Mr. White left the dogs in the chamber a few more minutes to make sure they were dead. Some have revived at the landfill, only to be returned for a repeat gassing.

 Mr. White unlocked the door, opened it and rolled out the cage.

All were dead.

 Mr. White donned a pair of thick green gloves. He pulled the chow out and threw it onto the back of a pickup truck already loaded with dead dogs and garbage. Next came a dog with cancer and then the pointer puppy and the little spaniel mix.

A worker hosed the feces out of the cage, making it ready for the next load of dogs and cats.

 It had been a busy morning at animal control, where an average of 43 animals are killed each workday. Most die in the gas chamber -- a method of euthanasia now outlawed in Georgia in all new facilities.

Richmond County was grandfathered in under the law and still uses the gas chamber. It's cheaper and less troublesome for workers. More animals can be killed in less time. And it takes only one attendant, compared with lethal injection, which requires two people.

Efficiency is important because 26 more animals had been dropped off at the facility or picked up by officers in the past 18 hours that day.

Columbia County Animal Control uses the more humane and less painful injection recommended by the state and humane societies.

All new animal shelters are required to use lethal injections, and Richmond County is planning to build a new center next year. Meanwhile, an additional 11,000 animals are expected to meet their end in the round cage of death unless Augusta officials decide to shut it down.

Back in his office in the outdated, overcrowded facility by the old landfill on Mack Lane off Tobacco Road, Mr. Larmer and animal health technician Rosemary Reynolds showed their ``cruelty books,'' photograph albums that document for court purposes neglected, abused and injured animals.

There are three books. The Polaroid pictures, dating back to 1991, give evidence of dogs eaten up with mange or starved. Dozens had been tied with ropes or chains that have cut deep gashes in their necks.

Some people put collars on puppies and never take them off, Mrs. Reynolds said. The collars eventually grow into an animal's neck.

``You'll be surprised how bad some people will treat an animal,'' she said.

People who abuse their pets often try to heap abuse on animal control officers, said Edward Jefferson, a five-year veteran of the department.

``Some of the public you can talk to,'' he said. ``But most of the time, the public thinks we are cruel to animals and they don't like us because we are animal control. They figure animals can run loose and do whatever they want to do.''

But to animal activist Ruth Tracy-Blackburn, animal control officers are unsung heroes.

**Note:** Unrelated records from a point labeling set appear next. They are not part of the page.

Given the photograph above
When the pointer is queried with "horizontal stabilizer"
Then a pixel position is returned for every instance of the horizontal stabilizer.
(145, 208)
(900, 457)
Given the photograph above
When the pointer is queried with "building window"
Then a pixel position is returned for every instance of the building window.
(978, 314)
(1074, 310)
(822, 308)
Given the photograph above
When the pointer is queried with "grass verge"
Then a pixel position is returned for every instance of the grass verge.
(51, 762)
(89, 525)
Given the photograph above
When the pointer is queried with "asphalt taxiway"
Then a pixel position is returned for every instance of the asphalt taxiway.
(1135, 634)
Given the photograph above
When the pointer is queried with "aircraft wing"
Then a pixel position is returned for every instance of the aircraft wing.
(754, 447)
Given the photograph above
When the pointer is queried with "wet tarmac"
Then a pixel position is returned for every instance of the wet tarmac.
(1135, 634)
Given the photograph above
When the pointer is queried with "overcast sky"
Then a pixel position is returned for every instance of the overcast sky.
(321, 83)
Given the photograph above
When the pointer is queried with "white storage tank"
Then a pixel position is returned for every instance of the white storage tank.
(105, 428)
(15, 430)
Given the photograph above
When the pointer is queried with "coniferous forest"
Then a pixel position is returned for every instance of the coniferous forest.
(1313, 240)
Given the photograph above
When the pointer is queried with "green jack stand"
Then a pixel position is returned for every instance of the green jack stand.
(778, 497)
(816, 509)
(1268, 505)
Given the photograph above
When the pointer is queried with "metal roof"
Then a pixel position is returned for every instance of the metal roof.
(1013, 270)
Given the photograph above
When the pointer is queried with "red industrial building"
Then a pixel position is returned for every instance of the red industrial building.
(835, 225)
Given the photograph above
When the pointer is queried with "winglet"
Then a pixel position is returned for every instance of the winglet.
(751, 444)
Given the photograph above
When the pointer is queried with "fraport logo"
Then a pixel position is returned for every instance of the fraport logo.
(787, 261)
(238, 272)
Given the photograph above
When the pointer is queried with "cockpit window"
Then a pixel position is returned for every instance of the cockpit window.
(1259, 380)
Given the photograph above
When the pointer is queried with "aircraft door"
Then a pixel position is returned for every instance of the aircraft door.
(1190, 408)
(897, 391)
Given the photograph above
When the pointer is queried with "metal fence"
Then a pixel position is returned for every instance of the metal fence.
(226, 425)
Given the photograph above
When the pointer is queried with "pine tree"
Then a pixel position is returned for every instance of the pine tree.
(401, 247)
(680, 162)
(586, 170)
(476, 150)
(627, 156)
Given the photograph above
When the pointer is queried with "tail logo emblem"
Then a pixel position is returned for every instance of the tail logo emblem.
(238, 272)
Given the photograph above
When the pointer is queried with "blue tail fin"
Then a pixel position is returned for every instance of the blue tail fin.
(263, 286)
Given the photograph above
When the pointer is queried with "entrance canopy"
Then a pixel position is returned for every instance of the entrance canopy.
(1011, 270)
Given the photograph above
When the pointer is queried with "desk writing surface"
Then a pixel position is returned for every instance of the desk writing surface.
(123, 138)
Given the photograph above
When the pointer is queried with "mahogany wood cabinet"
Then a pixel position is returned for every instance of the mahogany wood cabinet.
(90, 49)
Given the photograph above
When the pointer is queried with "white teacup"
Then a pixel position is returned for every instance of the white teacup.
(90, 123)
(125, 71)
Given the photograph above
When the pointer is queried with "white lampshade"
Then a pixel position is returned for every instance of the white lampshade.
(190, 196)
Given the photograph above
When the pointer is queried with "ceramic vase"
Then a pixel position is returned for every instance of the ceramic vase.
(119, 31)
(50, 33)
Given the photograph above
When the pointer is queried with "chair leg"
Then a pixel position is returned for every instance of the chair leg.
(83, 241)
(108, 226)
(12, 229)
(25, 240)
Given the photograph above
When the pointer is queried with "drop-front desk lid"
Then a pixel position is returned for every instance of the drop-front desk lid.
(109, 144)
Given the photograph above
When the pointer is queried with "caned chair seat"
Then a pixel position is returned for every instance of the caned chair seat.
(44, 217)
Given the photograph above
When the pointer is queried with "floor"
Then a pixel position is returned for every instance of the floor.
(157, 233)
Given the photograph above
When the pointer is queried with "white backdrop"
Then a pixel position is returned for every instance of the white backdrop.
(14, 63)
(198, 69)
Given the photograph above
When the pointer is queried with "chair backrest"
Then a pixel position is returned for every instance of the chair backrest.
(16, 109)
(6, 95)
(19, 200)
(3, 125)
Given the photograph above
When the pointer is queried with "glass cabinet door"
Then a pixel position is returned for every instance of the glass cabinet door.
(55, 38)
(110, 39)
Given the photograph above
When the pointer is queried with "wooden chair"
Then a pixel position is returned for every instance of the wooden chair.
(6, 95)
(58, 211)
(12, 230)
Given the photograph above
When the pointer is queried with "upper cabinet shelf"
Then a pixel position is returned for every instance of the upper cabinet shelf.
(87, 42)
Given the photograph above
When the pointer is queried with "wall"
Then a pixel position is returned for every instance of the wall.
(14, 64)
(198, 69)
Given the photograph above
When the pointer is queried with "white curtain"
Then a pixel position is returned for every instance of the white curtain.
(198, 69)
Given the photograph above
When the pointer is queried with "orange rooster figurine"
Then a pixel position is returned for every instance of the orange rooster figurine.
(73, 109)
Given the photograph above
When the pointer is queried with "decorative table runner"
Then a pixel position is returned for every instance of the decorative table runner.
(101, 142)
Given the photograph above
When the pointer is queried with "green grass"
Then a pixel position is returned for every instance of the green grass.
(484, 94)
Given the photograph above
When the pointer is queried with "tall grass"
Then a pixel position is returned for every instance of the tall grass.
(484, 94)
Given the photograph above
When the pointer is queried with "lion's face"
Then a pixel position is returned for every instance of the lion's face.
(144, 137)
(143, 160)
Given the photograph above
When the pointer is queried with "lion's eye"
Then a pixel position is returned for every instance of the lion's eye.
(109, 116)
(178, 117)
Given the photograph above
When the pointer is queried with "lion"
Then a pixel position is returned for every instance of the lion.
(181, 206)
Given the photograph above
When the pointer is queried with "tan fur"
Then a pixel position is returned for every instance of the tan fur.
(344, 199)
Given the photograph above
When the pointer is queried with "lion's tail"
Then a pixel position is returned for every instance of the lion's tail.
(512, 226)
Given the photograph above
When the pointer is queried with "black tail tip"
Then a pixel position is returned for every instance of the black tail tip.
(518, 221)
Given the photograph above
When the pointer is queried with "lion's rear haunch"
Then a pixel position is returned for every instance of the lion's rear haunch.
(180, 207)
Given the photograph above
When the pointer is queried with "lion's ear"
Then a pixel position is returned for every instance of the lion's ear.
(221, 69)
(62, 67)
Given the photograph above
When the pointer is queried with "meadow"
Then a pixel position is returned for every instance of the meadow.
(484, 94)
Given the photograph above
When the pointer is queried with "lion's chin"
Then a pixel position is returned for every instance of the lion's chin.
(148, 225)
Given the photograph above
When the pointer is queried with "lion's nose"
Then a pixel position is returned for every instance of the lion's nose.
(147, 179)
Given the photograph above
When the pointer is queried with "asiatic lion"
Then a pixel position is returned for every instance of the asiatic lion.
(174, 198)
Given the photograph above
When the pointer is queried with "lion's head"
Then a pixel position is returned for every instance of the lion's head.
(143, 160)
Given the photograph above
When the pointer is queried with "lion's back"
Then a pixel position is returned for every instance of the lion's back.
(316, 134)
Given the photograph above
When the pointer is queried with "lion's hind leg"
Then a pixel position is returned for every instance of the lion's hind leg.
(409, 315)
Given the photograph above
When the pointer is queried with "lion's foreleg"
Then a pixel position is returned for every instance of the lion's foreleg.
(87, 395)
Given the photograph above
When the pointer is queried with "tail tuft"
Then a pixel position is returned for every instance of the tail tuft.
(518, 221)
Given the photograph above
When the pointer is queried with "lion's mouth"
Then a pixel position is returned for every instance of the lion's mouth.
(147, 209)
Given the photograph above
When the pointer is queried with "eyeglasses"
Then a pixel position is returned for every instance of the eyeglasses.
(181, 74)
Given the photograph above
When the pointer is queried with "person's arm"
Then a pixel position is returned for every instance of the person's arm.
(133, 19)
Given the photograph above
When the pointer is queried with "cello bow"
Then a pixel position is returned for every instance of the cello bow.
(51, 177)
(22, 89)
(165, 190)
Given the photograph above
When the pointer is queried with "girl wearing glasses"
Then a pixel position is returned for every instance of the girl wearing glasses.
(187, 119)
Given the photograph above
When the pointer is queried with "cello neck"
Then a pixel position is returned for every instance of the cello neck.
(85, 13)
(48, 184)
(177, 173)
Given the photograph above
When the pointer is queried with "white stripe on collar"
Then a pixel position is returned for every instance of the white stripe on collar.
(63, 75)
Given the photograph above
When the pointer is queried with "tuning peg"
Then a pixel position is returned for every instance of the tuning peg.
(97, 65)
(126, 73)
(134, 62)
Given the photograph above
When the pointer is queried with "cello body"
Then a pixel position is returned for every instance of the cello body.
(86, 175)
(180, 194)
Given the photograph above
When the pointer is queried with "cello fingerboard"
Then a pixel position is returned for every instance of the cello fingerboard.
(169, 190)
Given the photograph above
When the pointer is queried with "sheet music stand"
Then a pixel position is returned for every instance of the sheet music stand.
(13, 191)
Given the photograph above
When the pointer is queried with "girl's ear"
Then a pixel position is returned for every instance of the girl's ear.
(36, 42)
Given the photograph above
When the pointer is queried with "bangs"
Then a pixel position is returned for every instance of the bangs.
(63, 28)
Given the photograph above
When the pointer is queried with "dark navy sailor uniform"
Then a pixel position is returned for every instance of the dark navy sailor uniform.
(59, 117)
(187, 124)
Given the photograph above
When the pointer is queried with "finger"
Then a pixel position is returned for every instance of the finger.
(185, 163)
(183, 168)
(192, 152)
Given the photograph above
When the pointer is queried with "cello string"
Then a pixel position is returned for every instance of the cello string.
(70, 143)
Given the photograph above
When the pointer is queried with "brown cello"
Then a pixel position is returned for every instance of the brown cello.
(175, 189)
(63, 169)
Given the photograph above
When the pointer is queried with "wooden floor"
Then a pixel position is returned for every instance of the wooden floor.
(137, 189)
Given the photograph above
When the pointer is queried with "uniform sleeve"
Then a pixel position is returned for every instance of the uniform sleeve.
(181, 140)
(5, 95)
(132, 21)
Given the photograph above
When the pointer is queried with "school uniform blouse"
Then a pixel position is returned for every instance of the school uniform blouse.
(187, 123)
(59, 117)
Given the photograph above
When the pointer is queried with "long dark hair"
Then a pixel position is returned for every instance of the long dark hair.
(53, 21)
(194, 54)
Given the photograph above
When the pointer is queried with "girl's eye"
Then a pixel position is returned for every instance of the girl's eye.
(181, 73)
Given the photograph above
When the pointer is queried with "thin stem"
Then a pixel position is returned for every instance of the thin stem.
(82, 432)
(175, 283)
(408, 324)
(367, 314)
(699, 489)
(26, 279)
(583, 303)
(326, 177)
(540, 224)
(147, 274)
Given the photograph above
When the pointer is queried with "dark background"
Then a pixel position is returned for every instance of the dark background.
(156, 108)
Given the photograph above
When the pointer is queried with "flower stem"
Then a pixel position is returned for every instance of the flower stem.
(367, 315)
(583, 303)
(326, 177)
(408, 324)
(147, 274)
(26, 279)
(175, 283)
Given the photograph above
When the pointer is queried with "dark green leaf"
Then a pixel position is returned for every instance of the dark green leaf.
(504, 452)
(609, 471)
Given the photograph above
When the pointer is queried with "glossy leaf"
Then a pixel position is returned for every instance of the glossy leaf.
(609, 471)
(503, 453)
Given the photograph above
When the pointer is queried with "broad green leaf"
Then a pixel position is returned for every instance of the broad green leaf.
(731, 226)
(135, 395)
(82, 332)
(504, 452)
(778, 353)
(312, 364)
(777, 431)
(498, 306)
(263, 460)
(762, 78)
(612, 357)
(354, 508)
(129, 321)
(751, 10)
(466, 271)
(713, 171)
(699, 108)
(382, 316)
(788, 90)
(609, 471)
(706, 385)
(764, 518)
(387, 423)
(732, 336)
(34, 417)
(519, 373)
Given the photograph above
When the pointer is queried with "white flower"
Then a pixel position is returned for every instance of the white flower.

 ``Richmond and Columbia counties are so fortunate to have animal control facilities. People can sit there and criticize them all day long, but it's the people's fault the animals are out there,'' said Ms. Blackburn, vice president of McDuffie County Friends of Animals.

 Columbia County Animal Control uses lethal injection, a much more humane way to destroy unwanted dogs and cats.

 Friday, the day this is usually done, technicians already had put 25 animals to death by noon and were about to do No. 26.

He was a black male Labrador-bulldog mix whose owner just didn't want him anymore. Except for the scars on his head and ears that bore testimony to fights with other dogs -- probably over females in heat, since he had not been neutered -- he appeared perfectly healthy.

The employees led him into a small room, known as the O.R. He offered no resistance when they lifted him onto the stainless steel table. He sat placidly while one tied a tourniquet around his foreleg. Then senior animal control officer Mary Grant injected a vial of a narcotic, Socumb, into a vein and untied the tourniquet.

Almost instantly, he began to go limp and the technicians lifted him from the table and laid him on the floor in the next room. His tongue lolled out of his mouth, and he was dead.

It took 25 seconds from start to finish.

His eyes stared lifelessly at the pickup truck that held the bodies of the 25 other animals that had been killed that morning, most because nobody wanted them.

They would be buried in the Columbia County landfill.